Молчание длилось долго, и когда он снова посмотрел на меня, глаза его вспыхнули.

— Когда-то вы поставили мне в вину то, что я создал ассасина, — недовольно сказал он. — А не кажется ли вам это издевкой и даже лицемерием, потому что он ведь именно ваш отпрыск?

— Возможно, — сказал я. — Я действительно больше не уверен.

Он сухо рассмеялся.

— Орден безразличен вам уже давно, Хэйтем. В последнее время я не вижу в ваших глазах ничего, кроме бессилия.

— Не бессилие, Чарльз. Сомнение.

— Да хоть и сомнение, — он фыркнул. — Вряд ли великому магистру тамплиеров приличествуют сомнения, вам не кажется?

— Может быть, — согласился я. — А может быть, я понял, что только дуракам и детям они не свойственны.

Я снова посмотрел в окно. Недавно корабли для невооруженного глаза были булавочными головками, теперь они выросли.

— Чушь собачья, — сказал Чарльз. — Ассасинские бредни. Вера не допускает сомнений. Это минимум, чего мы требуем от наших лидеров: веры.

— Я помню время, когда вы нуждались в моем покровительстве, чтобы примкнуть к нам; теперь вам впору занять мое место.

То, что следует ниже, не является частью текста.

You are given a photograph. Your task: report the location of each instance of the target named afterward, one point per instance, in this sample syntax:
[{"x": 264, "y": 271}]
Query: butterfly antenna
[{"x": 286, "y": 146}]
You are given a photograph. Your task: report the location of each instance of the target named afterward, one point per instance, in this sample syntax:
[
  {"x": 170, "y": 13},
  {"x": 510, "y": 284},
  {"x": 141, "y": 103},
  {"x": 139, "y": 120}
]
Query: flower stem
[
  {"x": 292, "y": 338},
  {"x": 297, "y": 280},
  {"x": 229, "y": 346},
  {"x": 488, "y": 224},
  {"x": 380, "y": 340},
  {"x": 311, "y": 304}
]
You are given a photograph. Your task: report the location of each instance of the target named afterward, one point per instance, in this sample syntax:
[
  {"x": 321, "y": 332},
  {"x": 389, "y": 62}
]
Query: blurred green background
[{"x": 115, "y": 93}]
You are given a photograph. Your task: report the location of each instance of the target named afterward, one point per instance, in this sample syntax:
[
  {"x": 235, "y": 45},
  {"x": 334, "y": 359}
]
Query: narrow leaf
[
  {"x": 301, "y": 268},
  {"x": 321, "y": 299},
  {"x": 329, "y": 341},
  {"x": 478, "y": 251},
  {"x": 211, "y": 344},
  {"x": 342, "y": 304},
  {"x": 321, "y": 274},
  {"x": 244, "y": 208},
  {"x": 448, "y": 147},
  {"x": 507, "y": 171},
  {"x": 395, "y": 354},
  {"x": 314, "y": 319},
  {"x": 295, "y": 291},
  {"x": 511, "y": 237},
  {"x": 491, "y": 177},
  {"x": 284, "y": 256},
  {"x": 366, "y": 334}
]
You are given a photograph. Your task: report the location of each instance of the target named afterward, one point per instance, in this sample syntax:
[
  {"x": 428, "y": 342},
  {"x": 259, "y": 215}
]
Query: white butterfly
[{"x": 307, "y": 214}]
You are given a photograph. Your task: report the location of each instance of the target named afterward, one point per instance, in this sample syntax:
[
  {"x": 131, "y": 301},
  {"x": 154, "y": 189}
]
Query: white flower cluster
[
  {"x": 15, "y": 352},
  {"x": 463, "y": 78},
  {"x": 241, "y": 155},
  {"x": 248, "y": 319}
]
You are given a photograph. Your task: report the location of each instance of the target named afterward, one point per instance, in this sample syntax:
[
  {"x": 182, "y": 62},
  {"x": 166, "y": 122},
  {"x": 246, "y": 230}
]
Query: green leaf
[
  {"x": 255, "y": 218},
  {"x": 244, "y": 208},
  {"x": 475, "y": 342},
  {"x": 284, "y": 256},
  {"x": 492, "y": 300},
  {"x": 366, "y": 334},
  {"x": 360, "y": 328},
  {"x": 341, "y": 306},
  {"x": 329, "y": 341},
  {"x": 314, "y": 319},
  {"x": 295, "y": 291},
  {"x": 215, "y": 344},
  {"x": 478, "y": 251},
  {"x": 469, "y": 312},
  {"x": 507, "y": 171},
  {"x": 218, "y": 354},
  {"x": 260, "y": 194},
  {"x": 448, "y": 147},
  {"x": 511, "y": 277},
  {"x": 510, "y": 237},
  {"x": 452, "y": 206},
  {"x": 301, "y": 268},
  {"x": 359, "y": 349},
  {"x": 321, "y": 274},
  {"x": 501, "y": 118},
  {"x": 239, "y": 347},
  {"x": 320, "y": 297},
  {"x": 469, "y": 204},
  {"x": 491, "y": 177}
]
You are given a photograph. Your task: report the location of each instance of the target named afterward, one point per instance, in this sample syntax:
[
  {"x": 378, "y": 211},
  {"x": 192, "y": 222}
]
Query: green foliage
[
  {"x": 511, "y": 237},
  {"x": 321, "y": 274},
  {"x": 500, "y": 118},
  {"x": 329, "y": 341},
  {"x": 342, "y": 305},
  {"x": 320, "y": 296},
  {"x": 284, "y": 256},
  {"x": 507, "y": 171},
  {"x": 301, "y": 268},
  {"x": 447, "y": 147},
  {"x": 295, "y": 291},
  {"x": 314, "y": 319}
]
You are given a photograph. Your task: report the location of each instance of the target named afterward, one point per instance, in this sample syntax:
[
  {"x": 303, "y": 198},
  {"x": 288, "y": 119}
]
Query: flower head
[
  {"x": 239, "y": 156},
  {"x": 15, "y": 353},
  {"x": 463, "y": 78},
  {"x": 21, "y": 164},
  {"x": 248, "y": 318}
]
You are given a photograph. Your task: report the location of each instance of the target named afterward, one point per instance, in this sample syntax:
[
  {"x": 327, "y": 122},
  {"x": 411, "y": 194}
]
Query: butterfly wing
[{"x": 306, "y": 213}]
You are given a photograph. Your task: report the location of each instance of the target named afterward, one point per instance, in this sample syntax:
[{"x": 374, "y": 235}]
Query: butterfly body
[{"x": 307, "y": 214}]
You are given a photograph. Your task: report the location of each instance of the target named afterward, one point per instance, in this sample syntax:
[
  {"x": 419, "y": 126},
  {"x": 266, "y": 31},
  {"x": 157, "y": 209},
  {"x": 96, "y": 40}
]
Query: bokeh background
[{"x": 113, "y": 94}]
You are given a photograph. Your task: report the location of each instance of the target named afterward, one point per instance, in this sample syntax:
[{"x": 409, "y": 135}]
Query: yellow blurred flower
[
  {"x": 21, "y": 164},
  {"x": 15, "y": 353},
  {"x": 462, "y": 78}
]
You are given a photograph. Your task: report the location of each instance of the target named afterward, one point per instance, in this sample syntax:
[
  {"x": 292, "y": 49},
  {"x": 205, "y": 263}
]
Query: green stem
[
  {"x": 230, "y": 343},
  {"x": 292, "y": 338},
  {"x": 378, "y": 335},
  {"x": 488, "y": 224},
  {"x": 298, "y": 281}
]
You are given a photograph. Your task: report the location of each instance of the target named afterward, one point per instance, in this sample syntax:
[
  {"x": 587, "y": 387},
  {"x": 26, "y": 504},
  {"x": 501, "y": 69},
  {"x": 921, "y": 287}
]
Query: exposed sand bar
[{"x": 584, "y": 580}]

Вы бы стали хорошим великим магистром, как по-вашему?

— Таким, как вы?

Долгое молчание.

— Это обидно, Чарльз.

Он встал.

— Я ухожу. У меня нет желания дожидаться, когда этот ассасин — ваш сынишка— устроит здесь заваруху.

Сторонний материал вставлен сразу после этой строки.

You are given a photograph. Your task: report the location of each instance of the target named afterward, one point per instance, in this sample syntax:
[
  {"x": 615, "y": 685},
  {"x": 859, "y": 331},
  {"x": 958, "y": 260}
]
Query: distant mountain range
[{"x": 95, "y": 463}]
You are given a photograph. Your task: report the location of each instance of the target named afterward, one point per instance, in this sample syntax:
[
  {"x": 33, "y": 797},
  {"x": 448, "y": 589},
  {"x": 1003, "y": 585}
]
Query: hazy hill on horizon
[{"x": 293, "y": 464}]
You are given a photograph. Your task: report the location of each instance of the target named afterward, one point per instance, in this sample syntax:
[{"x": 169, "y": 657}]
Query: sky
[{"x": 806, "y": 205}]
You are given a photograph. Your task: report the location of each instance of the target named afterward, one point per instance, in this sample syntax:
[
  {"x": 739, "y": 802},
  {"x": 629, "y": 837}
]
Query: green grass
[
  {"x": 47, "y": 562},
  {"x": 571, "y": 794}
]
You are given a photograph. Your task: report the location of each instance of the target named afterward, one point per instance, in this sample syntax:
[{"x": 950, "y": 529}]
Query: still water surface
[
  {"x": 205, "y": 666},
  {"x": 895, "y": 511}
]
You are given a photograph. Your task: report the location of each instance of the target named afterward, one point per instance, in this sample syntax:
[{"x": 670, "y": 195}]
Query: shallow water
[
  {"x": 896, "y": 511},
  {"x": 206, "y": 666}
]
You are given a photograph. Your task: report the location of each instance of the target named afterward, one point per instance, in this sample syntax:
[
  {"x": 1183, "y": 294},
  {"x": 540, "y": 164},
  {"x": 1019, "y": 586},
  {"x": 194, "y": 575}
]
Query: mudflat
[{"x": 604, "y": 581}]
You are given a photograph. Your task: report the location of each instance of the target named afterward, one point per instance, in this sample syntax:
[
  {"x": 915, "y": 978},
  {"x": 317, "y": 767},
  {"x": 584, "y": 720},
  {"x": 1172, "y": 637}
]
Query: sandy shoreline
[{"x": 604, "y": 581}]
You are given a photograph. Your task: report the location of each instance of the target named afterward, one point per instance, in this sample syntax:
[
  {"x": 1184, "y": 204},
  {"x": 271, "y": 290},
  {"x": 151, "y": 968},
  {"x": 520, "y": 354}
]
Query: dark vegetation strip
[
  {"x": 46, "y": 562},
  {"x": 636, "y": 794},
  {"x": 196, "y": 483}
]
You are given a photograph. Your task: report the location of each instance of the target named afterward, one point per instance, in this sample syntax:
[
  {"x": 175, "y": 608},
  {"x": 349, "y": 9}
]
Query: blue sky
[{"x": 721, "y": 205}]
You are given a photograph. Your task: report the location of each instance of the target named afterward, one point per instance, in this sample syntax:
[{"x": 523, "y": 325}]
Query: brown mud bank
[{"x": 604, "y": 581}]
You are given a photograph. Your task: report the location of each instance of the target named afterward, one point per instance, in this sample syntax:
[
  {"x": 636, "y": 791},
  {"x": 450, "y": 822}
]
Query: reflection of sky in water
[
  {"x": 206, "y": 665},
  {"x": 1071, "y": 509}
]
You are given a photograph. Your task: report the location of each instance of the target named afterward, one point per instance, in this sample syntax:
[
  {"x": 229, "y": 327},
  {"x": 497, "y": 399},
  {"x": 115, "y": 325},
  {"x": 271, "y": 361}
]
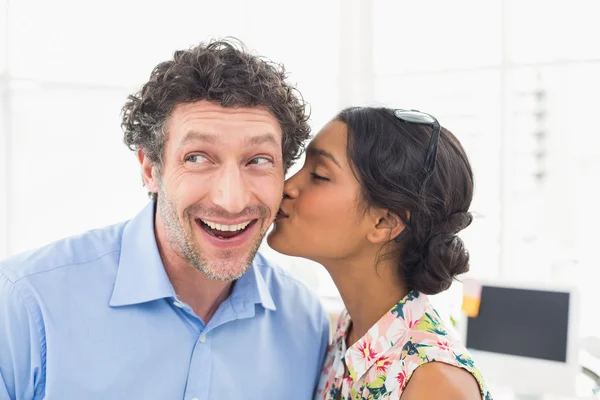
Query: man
[{"x": 176, "y": 303}]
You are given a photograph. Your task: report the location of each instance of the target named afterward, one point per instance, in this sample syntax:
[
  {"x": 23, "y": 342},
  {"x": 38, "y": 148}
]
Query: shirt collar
[
  {"x": 381, "y": 337},
  {"x": 141, "y": 276},
  {"x": 252, "y": 288}
]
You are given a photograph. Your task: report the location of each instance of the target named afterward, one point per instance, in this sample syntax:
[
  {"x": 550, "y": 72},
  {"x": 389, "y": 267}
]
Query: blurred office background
[{"x": 516, "y": 81}]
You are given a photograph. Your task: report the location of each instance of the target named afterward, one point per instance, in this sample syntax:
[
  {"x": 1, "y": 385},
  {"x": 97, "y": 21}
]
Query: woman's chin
[{"x": 277, "y": 242}]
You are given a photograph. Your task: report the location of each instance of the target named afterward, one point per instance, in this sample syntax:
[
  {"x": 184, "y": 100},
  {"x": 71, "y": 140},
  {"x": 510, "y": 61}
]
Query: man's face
[{"x": 220, "y": 186}]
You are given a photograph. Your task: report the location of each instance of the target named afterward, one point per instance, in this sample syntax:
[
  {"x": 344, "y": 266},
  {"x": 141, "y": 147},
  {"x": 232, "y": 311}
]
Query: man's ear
[
  {"x": 386, "y": 226},
  {"x": 147, "y": 172}
]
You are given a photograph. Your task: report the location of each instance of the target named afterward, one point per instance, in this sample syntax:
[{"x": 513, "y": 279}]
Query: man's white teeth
[{"x": 227, "y": 228}]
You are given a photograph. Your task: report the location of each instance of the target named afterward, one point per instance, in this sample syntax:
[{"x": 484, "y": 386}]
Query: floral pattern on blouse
[{"x": 381, "y": 363}]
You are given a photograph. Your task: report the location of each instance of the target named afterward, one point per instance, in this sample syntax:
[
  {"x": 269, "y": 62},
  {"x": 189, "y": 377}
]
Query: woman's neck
[{"x": 368, "y": 291}]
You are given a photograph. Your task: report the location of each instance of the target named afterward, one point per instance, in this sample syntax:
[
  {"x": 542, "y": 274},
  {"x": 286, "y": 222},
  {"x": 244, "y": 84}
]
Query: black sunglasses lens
[{"x": 414, "y": 117}]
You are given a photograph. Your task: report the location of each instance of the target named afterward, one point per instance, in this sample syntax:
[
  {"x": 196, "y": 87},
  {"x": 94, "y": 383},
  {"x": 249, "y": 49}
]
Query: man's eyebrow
[
  {"x": 195, "y": 136},
  {"x": 316, "y": 152},
  {"x": 257, "y": 140}
]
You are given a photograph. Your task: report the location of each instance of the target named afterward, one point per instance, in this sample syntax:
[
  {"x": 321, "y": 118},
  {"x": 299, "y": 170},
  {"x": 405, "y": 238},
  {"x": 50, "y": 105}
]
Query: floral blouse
[{"x": 381, "y": 363}]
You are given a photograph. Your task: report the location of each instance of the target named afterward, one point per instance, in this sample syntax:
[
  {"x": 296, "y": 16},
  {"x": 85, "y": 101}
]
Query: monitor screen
[{"x": 521, "y": 322}]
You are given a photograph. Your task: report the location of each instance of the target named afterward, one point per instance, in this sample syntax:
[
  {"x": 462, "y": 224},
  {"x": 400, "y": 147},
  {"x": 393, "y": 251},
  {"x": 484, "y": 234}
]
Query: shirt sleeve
[
  {"x": 21, "y": 369},
  {"x": 325, "y": 334}
]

Он выжидательно посмотрел на меня.

— И вы должны идти со мной. По крайней мере, мы его опередим.

Я покачал головой.

— Я думаю, нет, Чарльз. Я думаю, что останусь, и это будет моя последняя битва. Пожалуй, вы правы — я был не очень-то боевым великим магистром. И теперь самое время это исправить.

— Вы намерены с ним встретиться? Чтобы драться?

Я кивнул.

— Зачем? Думаете, сможете переубедить его? Перетянуть на нашу сторону?

— Нет, — с грустью сказал я. — Боюсь, что Коннора переубедить нельзя. Даже узнав правду о Вашингтоне, Коннор не изменил ему. Вам нужен Коннор, Чарльз, у него есть «вера».

— И что потом?

— Мне бы не хотелось допустить, чтобы он убил вас, Чарльз, — сказал я и потянулся к амулету у меня на шее. — Возьмите, пожалуйста, это. Я не хочу, чтобы он забрал его, если одолеет меня. Нам пришлось крепко потрудиться, чтобы добыть это у ассасинов; у меня нет желания его возвращать.

Но он отдернул руку.

— Я не возьму.

— Вы должны сохранить его.

— Вы и сами это можете сделать.

— Я почти старик, Чарльз. Лучше не рисковать, верно?

Я втиснул амулет ему в руки.

— Я оставлю вам несколько солдат для охраны, — сказал он.

— Как угодно. — Я глянул в окно. — Вам пора поторапливаться. У меня такое чувство, что час расплаты близок.

Он кивнул и пошел к двери и там обернулся.

— Вы были хорошим великим магистром, Хэйтем, — сказал он, — и я сожалею, если вам показалось, что я думаю иначе.

Я улыбнулся.

— А я сожалею, что дал вам к этому повод.

Он хотел сказать еще что-то, но передумал, повернулся и вышел.

3

Я вдруг осознал, когда началась бомбардировка и я молился, чтобы Чарльзу удалось уйти, что, должно быть, это моя последняя запись в дневник; эти слова, мои последние. Я надеюсь, что Коннор, мой родной сын, прочтет этот дневник и, возможно, когда он узнает немного о моем жизненном пути, он поймет меня и, может быть, даже простит. Мой путь был вымощен ложью, мое недоверие выковано из предательства. Но мой собственный отец никогда не обманывал меня, и этим дневником я продолжаю эту традицию.

Я предъявляю правду, Коннор, и ты можешь делать с ней всё, что хочешь.